Unable to remove all App Registration App Roles.

[pmatthews05]

Describe the bug
I have created an App Registration, and now I'm trying to perform Adds, Updates and Deletes of App Roles.
I can Add, Update and Delete all but the last App Roles. The last App Role will always remain.

To Reproduce
I've created the following script.

$appId = "<AppId>"
$appReg = az ad app show --id $appId | ConvertFrom-Json

$AppRolesJson = '[{\"allowedMemberTypes\":[\"User\"],\"description\":\"Approvers can mark documents as approved\",\"displayName\":\"Approver\",\"isEnabled\":true,\"value\":\"approver\"}]'

# Loop through and disable first as no changes can be made when app role is enabled!
$currentAppRoles = $appReg.appRoles
$currentAppRoles | ForEach-Object { $_.isEnabled = $false }
$currentAppRolesJson = $($currentAppRoles | ConvertTo-Json -Depth:100 -Compress) -replace '"', '\"'
# If single array, brackets do not get added to string.
if($currentAppRoles.Count -lt 2){
 $currentAppRolesJson= "[$currentAppRolesJson]"
}
az ad app update --id $appId --app-roles $currentAppRolesJson

# Add / update / delete
az ad app update --id $appId --app-roles $AppRolesJson 

Now if you run the script again but change the $AppRolesJson to the following it will update and both will be in the app roles.

$AppRolesJson = '[{\"allowedMemberTypes\":[\"User\"],\"description\":\"Approvers can mark documents as approved\",\"displayName\":\"Approver\",\"isEnabled\":true,\"value\":\"approver\"},{\"allowedMemberTypes\":[\"Application\"],\"description\":\"Application Approvers can mark documents as approved\",\"displayName\":\"Approver\",\"isEnabled\":true,\"value\":\"approver.all\"}]'

Now if you run the script again but change the $AppRolesJson back to the original, it removes one of the app roles.

$AppRolesJson = '[{\"allowedMemberTypes\":[\"User\"],\"description\":\"Approvers can mark documents as approved\",\"displayName\":\"Approver\",\"isEnabled\":true,\"value\":\"approver\"}]'

Lastly, if you set $AppRolesJson to empty array it successfully succeeds, but it never removes the last App Role.

$AppRolesJson = '[ ]'

I have to put something in $AppRolesJson otherwise I get an error.

Expected behavior
To be able to clear all App Roles from an App Registration.

Environment summary
Installed AZ from MSI Windows installer.
CLI Version = 2.30.0
Windows 10
PowerShell Core. (7.2)

[yonzhan]

@jiasli for awareness

[jiasli]

az ad command module is currently not actively maintained.
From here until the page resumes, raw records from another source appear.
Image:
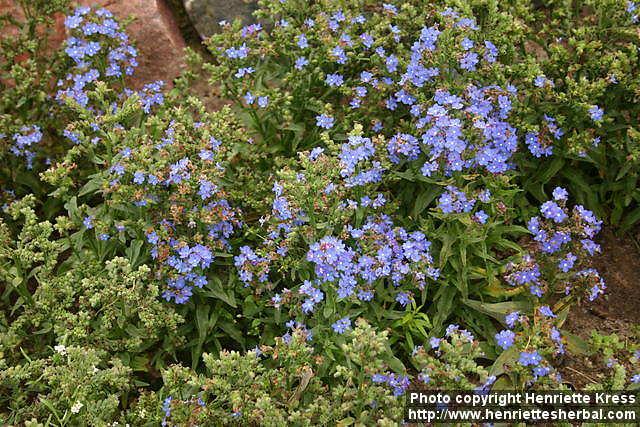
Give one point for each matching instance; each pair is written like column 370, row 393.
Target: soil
column 618, row 312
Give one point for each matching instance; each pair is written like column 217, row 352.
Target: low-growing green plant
column 296, row 256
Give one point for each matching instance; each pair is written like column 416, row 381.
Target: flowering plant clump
column 275, row 385
column 450, row 362
column 384, row 169
column 562, row 247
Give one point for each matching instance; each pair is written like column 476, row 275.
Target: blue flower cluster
column 564, row 241
column 191, row 216
column 357, row 163
column 532, row 358
column 23, row 143
column 95, row 36
column 380, row 251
Please see #12946 for directly calling Microsoft Graph API with az rest.

[pmatthews05]

Hi @jiasli,
Thank you for replying and can see that az rest would be a workaround for now (although need to test if I still have the same issue using graph.microsoft.com instead).

Can you confirm if az ad will be maintained and converted to use https://graph.microsoft.com in time? Reason I'm asking is because other az calls such as az role assignment create when I check the calls it making using --debug I can see internally this is calling https://graph.windows.net.

My main concern is the number of az commands that are using https://graph.windows.net that isn't part of az ad

[jiasli]

Can you confirm if az ad will be maintained and converted to use https://graph.microsoft.com in time?

Yes. We are doing this right now!

[microsoft-github-policy-service]

🔔 Routing this issue to @act-identity-squad.